Emergency deployments happen when things need fixing right now, even though deployments aren't happening right now.

How to

To do an emergency release, join IRC and get positive confirmation from both Release Engineering and SRE, and perhaps other specialist teams as well (such as Security) and carry out the deployment with them.

🚨 Step-by-step

IRC message Template

thcipriani: [FILL IN TRAIN CONDUCTOR]: help!
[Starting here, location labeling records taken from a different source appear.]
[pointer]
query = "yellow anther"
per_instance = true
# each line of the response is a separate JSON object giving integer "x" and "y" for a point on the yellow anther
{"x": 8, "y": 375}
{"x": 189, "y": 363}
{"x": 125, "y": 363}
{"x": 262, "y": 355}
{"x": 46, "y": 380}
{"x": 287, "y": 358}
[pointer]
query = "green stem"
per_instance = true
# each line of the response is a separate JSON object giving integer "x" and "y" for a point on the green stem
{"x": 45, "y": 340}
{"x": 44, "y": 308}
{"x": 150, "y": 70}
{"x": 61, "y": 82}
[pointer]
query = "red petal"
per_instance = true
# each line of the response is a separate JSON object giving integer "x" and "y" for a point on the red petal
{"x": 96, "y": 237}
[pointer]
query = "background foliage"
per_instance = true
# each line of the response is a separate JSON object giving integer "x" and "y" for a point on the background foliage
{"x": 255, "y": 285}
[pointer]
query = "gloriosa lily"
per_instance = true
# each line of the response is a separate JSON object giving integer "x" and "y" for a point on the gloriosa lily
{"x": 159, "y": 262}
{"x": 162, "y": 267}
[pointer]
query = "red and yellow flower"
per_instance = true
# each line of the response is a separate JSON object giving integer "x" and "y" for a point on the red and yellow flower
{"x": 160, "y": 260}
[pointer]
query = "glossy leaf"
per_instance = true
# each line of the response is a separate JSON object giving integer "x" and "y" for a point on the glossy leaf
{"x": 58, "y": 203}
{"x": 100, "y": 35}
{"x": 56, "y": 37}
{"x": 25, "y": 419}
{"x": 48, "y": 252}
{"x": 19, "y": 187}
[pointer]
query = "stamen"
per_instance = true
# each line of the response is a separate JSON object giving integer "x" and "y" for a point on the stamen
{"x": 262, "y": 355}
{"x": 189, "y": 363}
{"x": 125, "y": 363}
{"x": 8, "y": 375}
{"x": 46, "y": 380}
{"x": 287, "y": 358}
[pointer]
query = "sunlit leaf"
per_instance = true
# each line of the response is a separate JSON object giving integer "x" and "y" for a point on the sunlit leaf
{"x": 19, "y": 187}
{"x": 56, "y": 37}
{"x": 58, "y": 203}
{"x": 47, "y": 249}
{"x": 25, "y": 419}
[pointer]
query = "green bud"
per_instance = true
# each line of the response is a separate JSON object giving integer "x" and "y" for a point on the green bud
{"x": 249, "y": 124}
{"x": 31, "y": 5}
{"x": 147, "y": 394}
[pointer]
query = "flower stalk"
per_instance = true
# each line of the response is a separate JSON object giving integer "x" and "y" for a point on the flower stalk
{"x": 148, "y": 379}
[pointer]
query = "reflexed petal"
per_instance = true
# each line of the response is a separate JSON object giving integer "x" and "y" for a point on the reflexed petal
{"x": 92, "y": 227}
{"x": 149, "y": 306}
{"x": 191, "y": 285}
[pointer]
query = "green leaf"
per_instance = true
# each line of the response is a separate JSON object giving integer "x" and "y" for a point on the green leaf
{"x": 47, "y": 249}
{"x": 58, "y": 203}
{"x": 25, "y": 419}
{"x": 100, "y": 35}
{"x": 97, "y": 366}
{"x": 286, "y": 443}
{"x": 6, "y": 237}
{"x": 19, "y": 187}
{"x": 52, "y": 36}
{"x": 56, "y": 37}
I'd like to do an emergency deploy for https://gerrit.wikimedia.org/r/1234 -- context is T1234

Reasons for an emergency deploy

  • Address security issues
    For example, a mis-configuration once meant that a private wiki and all of its content was accidentally made public.
  • Avoid data loss / corruption
    For example, a coding error meant that newly-painted pages were being cached in a corrupted form; the longer it went, the more of the site was wrong.
  • Maintain availability
    For example, a new feature proved much more popular than planned and the extra load it was causing was threatening to take down the site, so it was temporarily disabled over a holiday, until people were back at work.
  • Prevent abuse
    For example, a massive content scraping run from a search engine wasn't responding to automated HTTP 429 speed bumps and so had to be manually blocked until they could adjust their code.
  • Major loss of functionality / appearance
    For example, a code efficiency change broke the visual appearance and usability of parts the sites for a large number of logged-out users, and so the change was reverted out of production until it could be fixed.

For deployers

  • Rollback first, fix later; maintaining an overall service to our users is the most important focus.
  • Prioritise general availability over that of new features; we have a billion readers and only a few users of your new tool, no matter how cool.
  • Make on-wiki edits rarely, and only when you really have to; each wiki's editing community expects autonomy.